Awhile back, a long while back, I took my Grandmother a quarter cup of fast acting yeast. I was getting into bread baking. I wanted bread like she made. She said she hadn't made bread in a long time and was afraid she had forgotten. I encouraged her. "You've got a bread recipe around here somewhere."
We talked a little about how she remembered her mother making bread. Grandma told me her mother would make her own leaven for their bread. Well, I thought I knew what leaven was. To me, leaven was just her old fashioned word for yeast. It was in the Bible about a woman who took leaven and hid it in three measures of meal until it leavened the whole lump (Matthew 13:33).
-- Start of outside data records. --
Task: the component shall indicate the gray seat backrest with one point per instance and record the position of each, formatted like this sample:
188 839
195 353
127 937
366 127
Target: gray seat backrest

In my mind that was a tablespoon of yeast in three cups of flour. But Grandma said they made their own yeast. They took the leaven and spread it out on pans in the sun and let it dry. It was then broken in pieces to be used to leaven the bread. I asked for the recipe for making my own. She didn't remember if she had ever known. She helped as a child.
After I left, Grandma tried to use the yeast I'd brought. Her bread was hard and inedible. She had used it all in one loaf. It was not the leaven she knew how to use.
Grandma has been gone for twenty years. I've learned to bake bread in different ways. I've learned to make sourdough bread from a starter that can be refrigerated, frozen, and DRIED! If you stir about a cup and a quarter into three cups of flour, add a little water and it will begin to spread and rise. I don't have to knead it. Every hour I simply fold it over four times and let it rest again for another hour. I do this four times and let it rest a complete seven hours from the beginning. This longer rise time allows the WILD yeast to consume many of the carbs that regular bread contains, thereby giving me healthier bread.
When Jesus told the story of hiding leaven in three measures of meal there was no fast acting yeast. These are modern inventions supposedly to make bread faster, but the kneading is a real workout for the baker and the bread. I think Jesus was talking about sourdough. The baker takes the growing sourdough and mixes it into the flour. Finally after seven hours, it's ready to be baked.
The gospel can't be like a package of yeast that is worked into flour and worked and worked and worked. After the shorter rise, it is shoved into the oven. The gospel needs to be well delivered, revisited, and gently turned, never punching it down, but lovingly turned and allowed to incorporate on its on by the Holy Spirit into a person's heart for the complete work. Remember the seven hours — seven — a number of completeness.
Scripture says when the fullness of time has come the whole earth will be filled with the knowledge of the Lord. That's what the Lord is waiting on (II Peter 3:9) He's not in a hurry. He wants us to fully understand and our hearts permeated with the gospel so we don't turn away when things aren't perfect, when suffering comes. He wants us fully matured, filled with the gospel, being a witness through thick and thin until the whole earth is filled with the glory of the Lord.
Maybe your family or your Sunday School group would like to experience a more Biblical bread, a healthier bread, a bread of purpose, and remembrance. Enjoy the taste of good bread as we taste and see that the Lord is good as He fulfills His purpose through us filling the whole earth with the glory of the Lord.
Blessings,
Gail
4 comments:
Beautiful analogy, Gail!
A beautiful analogy, Gail.
Deborah, thank you for your encouraging comment.
Jean, thank you for always encouraging me.